To date, anti-offshoring legislation has been rather unsuccessful for a variety of reasons. One is a concern that offshoring legislation at the state level could violate the Commerce Clause of the Constitution, which grants Congress the exclusive authority to regulate foreign nations. Another reason is fear that the legislation might have an adverse impact on international treaties.
The attention on offshoring practices and how they are used in government contracts has not diminished over the years. In 2004, about 200 offshoring bills were introduced in the states. In 2005, similar bills were reintroduced in Congress and several states.
A handful of states have enacted anti-offshoring legislation. New Jersey prohibits state contract work from being done outside the United States, and North Dakota provides a preference for in-state contractors. Several other states have commissioned studies of offshoring and its impact.

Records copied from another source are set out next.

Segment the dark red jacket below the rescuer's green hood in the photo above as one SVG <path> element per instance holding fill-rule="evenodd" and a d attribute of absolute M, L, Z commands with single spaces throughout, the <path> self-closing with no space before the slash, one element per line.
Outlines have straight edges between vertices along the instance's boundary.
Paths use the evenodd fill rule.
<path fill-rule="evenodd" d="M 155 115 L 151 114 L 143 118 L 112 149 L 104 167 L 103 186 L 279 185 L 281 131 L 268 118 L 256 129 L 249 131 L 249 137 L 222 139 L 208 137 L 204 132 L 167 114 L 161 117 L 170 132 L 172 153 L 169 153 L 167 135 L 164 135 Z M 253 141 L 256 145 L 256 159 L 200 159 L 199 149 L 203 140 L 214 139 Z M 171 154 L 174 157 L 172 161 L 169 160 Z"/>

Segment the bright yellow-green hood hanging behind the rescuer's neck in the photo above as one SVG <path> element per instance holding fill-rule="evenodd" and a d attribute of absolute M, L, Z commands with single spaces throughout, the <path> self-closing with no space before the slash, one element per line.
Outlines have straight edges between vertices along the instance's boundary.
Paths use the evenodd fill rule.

Contractors performing services for government agencies at the federal and state level can expect continued, even increased, attention on offshoring. The intersection of privacy concerns, U.S. jobs and government contracts makes this area particularly thorny and ripe for continued debate. Because of the political implications of offshoring, it is an area through which contractors must step carefully.
As the results of the studies on offshoring are released, contractors may expect a flurry of action by the government in response. Because of the many and varied forms that anti-offshoring legislation can take, businesses performing services contracts need to be aware of enacted and pending legislation or executive orders that may have an impact on their ability to bid for, win and perform contracts.